To my complete surprise I have found myself obliged to design a cryptographic algorithm. Not a cipher, heaven forfend, but a feedback mode and envelope scheme. The idea is that when sending UDP-grams, without decent crypto anybody can disrupt your session from any cyber-cafe from here to Kamchatka. If you're encrypting anyway, it's wasteful to *also* compute a MAC, when you can use a chaining encryption mode to do both jobs at once at the cost of only an extra XOR.

By blacklisting ethernet, wireless, and audio driver modules, and also all the programs that hold them open (xmms, gamix, etc.), I got swsuspend2 waking my Dell D620 laptop up without bollixing audio and wireless networking.
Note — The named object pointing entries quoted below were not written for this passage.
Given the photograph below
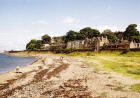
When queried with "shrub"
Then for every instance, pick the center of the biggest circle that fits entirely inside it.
(125, 51)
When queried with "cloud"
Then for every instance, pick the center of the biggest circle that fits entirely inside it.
(40, 22)
(69, 20)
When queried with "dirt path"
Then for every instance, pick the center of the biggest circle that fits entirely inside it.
(52, 78)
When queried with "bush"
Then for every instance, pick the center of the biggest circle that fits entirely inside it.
(125, 51)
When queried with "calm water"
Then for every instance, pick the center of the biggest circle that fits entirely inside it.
(8, 63)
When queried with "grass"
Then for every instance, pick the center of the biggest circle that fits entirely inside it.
(136, 87)
(127, 64)
(119, 88)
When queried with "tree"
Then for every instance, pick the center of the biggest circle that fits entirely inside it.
(93, 33)
(110, 35)
(46, 39)
(84, 32)
(130, 31)
(71, 36)
(38, 44)
(31, 45)
(107, 31)
(88, 32)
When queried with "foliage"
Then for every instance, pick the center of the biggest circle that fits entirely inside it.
(130, 31)
(46, 39)
(111, 36)
(71, 36)
(34, 44)
(88, 32)
(135, 87)
(125, 51)
(136, 38)
(31, 45)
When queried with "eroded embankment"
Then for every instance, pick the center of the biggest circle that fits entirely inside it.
(52, 77)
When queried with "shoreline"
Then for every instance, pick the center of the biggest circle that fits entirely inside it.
(51, 77)
(11, 73)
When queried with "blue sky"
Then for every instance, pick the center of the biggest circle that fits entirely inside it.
(23, 20)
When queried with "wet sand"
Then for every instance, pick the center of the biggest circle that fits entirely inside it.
(51, 77)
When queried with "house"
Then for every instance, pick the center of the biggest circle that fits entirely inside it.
(45, 46)
(94, 43)
(134, 45)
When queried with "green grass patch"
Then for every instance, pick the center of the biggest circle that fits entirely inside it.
(136, 87)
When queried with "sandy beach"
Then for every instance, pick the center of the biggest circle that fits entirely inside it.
(51, 77)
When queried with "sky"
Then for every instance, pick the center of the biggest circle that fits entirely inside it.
(23, 20)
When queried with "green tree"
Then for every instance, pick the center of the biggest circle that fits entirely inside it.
(46, 39)
(110, 35)
(31, 45)
(130, 31)
(93, 33)
(84, 32)
(88, 32)
(38, 44)
(71, 36)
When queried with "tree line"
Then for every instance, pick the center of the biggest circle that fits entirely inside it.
(131, 33)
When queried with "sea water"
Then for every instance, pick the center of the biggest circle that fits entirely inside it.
(8, 63)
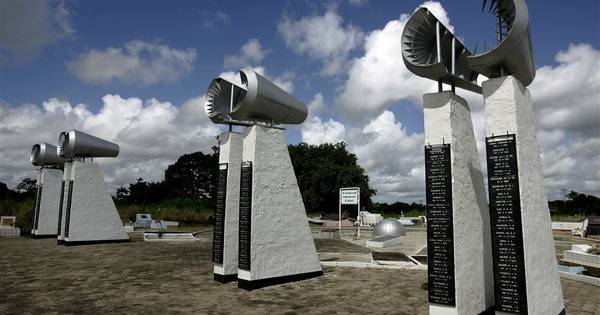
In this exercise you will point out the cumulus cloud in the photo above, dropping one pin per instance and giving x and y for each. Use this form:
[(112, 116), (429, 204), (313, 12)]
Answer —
[(251, 53), (322, 37), (137, 62), (379, 78), (151, 134), (26, 27), (567, 95), (214, 19)]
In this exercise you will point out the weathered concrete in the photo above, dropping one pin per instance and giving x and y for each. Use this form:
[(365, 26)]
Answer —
[(230, 153), (62, 208), (509, 109), (281, 241), (448, 120), (46, 214), (92, 215)]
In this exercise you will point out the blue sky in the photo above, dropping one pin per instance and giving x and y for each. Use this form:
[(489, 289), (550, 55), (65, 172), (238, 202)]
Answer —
[(213, 30)]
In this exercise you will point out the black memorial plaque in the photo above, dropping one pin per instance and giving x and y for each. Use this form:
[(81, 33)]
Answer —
[(68, 211), (440, 244), (219, 230), (245, 215), (505, 216), (60, 204), (38, 198)]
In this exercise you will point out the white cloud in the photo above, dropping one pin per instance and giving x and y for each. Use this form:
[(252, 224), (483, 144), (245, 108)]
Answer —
[(251, 53), (26, 27), (380, 78), (151, 134), (214, 19), (137, 62), (567, 96), (323, 37)]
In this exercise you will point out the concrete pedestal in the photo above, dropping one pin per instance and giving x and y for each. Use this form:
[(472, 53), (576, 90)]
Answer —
[(458, 231), (45, 220), (527, 280), (276, 244), (88, 214), (225, 240)]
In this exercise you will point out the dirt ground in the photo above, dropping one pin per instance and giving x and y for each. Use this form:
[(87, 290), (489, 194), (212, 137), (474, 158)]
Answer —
[(167, 277)]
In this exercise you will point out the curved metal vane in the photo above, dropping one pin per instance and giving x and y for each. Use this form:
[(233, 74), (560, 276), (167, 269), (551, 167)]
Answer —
[(254, 99), (74, 143), (44, 154), (431, 51), (513, 55)]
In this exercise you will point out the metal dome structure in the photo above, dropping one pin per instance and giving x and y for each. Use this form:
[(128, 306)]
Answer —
[(389, 227)]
I also got the Dell driving a Pioneer plasma TV, but so far not without it cutting off half the image. Still no success with the Broadcom wireless card (which Dell calls a 1390), despite all lwfinger's efforts, but my orinoco card works OK now.

Last weekend I made a real egg nog for the first time: separate four eggs, whip the yolks to within an inch of their lives, add a half cup each of brandy and cream and four tbsp sugar, and whip some more. Whip the whites until stiff, and fold them in, and add some cinnamon and nutmeg. It makes a surprising amount of something unlike anything you can find in cartons.

Congratulations to njs & crew on releasing Monotone 0.32.

So, Happy New Year, everybody. Time for another donation to Darren Naish.

12 Dec 2006 (updated 13 Dec 2006 at 22:35 UTC) »

I dist-upgraded my brother's Toshiba laptop to Ubuntu Edgy, and now it can't find open wireless hubs any more. In particular, the waproamd daemon won't even run any more; libc insists it's passing the wrong number of arguments to some apparently undocumented system call. The web (but not the package system!) is plastered with warnings that waproamd is obsolete and buggy. However, waproamd always worked perfectly for my brother, where wpa_supplicant doesn't (yet?). Furthermore, iftab no longer works reliably across ACPI suspensions to give the wireless interface a stable name. This upgrade was a decided downgrade, for him; his computer is entirely unusable until I can get anonymous wireless networking going again. On the good side, the PCMCIA slot works now, as does DMA on the DVD drive.

I just fixed a problem in my mother-in-law's Firefox 2 on Ubuntu: the bodies of her Yahoo mail messages showed up blank. The NoScript plug-in turned out to be at fault, and the workaround turned out to be clicking the checkbox in its configuration that caused it to display all domain names, not just 2nd-level, allowing them to be turned on and off individually. I didn't actually need to turn any on or off; just displaying them sufficed. That was another downgrade; one wouldn't say 1.5 "worked fine" (*cough* memory leaks! *cough*) but...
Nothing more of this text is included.